[PATCH v2 2/2] KVM: arm64: VHE: Save and restore host MDCR_EL2 value correctly

Alexandru Elisei alexandru.elisei at arm.com
Tue Sep 2 06:08:33 PDT 2025 

Prior to commit 75a5fbaf6623 ("KVM: arm64: Compute MDCR_EL2 at
vcpu_load()"), host MDCR_EL2 was saved correctly:

kvm_arch_vcpu_load()
  kvm_vcpu_load_debug() /* Doesn't touch hardware MDCR_EL2. */
  kvm_vcpu_load_vhe()
    __activate_traps_common()
       /* Saves host MDCR_EL2. */
       *host_data_ptr(host_debug_state.mdcr_el2) = read_sysreg(mdcr_el2)
       /* Writes VCPU MDCR_EL2. */
       write_sysreg(vcpu->arch.mdcr_el2, mdcr_el2)

The MDCR_EL2 value saved previously was restored in
kvm_arch_vcpu_put() -> kvm_vcpu_put_vhe().

After the aforementioned commit, host MDCR_EL2 is never saved:

kvm_arch_vcpu_load()
  kvm_vcpu_load_debug() /* Writes VCPU MDCR_EL2 */
  kvm_vcpu_load_vhe()
    __activate_traps_common()
       /* Saves **VCPU** MDCR_EL2. */
       *host_data_ptr(host_debug_state.mdcr_el2) = read_sysreg(mdcr_el2)
       /* Writes VCPU MDCR_EL2 a second time. */
       write_sysreg(vcpu->arch.mdcr_el2, mdcr_el2)

kvm_arch_vcpu_put() -> kvm_vcpu_put_vhe() then restores the VCPU MDCR_EL2
value.

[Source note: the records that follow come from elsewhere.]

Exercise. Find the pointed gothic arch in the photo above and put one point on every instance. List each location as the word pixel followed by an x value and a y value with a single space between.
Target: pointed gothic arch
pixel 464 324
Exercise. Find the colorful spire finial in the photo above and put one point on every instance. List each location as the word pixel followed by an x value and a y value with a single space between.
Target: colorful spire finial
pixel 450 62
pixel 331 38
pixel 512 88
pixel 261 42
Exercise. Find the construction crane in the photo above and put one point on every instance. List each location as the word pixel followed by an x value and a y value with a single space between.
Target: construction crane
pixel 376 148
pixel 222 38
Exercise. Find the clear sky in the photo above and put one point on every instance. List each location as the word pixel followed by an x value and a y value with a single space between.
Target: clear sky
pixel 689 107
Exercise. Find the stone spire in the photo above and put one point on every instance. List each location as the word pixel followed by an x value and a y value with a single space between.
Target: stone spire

Also VCPU's MDCR_EL2 value gets written to hardware twice now.

Fix this by saving the host MDCR_EL2 in kvm_arch_vcpu_load() before it gets
overwritten by the VCPU's MDCR_EL2 value, and restore it on VCPU put.

Signed-off-by: Alexandru Elisei <alexandru.elisei at arm.com>
---

Tested on a cubie a5e by adding a few print statements. Without the patch:

[ 1009.416572] kvm_arch_init_vm: MDCR_EL2=0x6
[ 1028.397204] kvm_arch_destroy_vm: MDCR_EL2=0xe66
[ 1049.271878] kvm_arch_init_vm: MDCR_EL2=0xe66
[ 1066.030000] kvm_arch_destroy_vm: MDCR_EL2=0xe66

With the patch:

[  977.814892] kvm_arch_init_vm: MDCR_EL2=0x6
[ 1040.084919] kvm_arch_destroy_vm: MDCR_EL2=0x6
[ 1045.987826] kvm_arch_init_vm: MDCR_EL2=0x6
[ 1128.720366] kvm_arch_destroy_vm: MDCR_EL2=0x6

 arch/arm64/kvm/debug.c                  | 6 ++++++
 arch/arm64/kvm/hyp/include/hyp/switch.h | 5 -----
 arch/arm64/kvm/hyp/nvhe/switch.c        | 6 ++++++
 3 files changed, 12 insertions(+), 5 deletions(-)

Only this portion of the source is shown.